LONG BLONDES - Ritmo ed energia sono le carte vincenti dei Long Blondes, una sezione ritmica molto decisa e una frontwoman, Kate, che con il suo carisma e le sue movenze coinvolge anche il pubblico più diffidente. Una musica quasi tutta da ballare, da ricordare Weekend without make up e Giddy stratosphere, che nasconde dei testi interessanti, ricchi di citazioni dal mondo cinematografico, come l'illuminante Lust in the movies, e dalla letteratura contemporanea. Quindi non solo apparenza vintage, ma
anche molta sostanza per il quintetto di Sheffield, che ha dimostrato di avere le carte in regola per raggiungere il grande pubblico.

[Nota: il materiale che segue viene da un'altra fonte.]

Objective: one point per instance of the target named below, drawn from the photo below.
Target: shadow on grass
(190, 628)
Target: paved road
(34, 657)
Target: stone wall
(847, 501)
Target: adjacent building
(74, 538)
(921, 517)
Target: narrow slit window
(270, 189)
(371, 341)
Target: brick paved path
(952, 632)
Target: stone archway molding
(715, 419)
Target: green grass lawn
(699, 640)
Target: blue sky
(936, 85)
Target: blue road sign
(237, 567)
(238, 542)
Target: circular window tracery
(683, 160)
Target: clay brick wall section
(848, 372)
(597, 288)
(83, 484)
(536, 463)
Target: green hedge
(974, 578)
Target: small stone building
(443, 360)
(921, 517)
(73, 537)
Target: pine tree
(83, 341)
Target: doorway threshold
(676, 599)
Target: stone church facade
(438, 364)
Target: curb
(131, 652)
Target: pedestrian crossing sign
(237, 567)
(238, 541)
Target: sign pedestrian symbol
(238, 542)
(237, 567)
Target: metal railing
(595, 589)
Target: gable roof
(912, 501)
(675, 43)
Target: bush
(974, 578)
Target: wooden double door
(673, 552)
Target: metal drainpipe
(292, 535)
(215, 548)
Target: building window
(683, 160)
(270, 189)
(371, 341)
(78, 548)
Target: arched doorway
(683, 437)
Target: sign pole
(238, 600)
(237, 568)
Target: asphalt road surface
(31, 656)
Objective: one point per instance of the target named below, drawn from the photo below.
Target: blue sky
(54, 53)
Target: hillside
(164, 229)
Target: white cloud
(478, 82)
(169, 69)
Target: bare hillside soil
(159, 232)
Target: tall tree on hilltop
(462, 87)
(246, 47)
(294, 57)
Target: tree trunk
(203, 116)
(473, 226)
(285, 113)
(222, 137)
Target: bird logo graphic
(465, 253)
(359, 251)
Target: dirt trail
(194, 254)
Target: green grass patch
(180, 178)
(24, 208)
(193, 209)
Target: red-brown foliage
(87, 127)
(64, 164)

PIPETTES - Di altra pasta sono fatte le Pipettes. Vestiti a pois, talento e grande simpatia a parte, quello che conquista il pubblico sono le coreografie. D'altronde questa è solo meravigliosa musica pop creata per ballare, come suggerisce Becky dal palco con la canzone It hurts to see you dance so well, e per  divertirsi. Sembrano cadute da un altro tempo queste tre vocalist, con i loro coretti, i giochi di voce e le battutine così british, forse è solo che sono orbitate da un altro pianeta per conquistarci tutti con le
loro pretty faces.

GIRLPOWER - Quello che più accomuna queste formazioni è la forte presenza femminile, cantante chitarrista e bassista per Long Blondes e le tre cantanti delle Pipettes. Entrambi dietro ai visini puliti nascondono una sorta di revival del girl power, sempre con stile, sia chiaro. I loro testi raccontano le relazioni attraverso occhi consapevoli, storie di una notte, frustrazione, tradimento, violenze; temi scottanti e, verrebbe da dire, non proprio adatti al pop, che con grande abilità e ironia si fondono con la melodia nelle Pipettes, e si sfogano nel ritmo dei Long Blondes.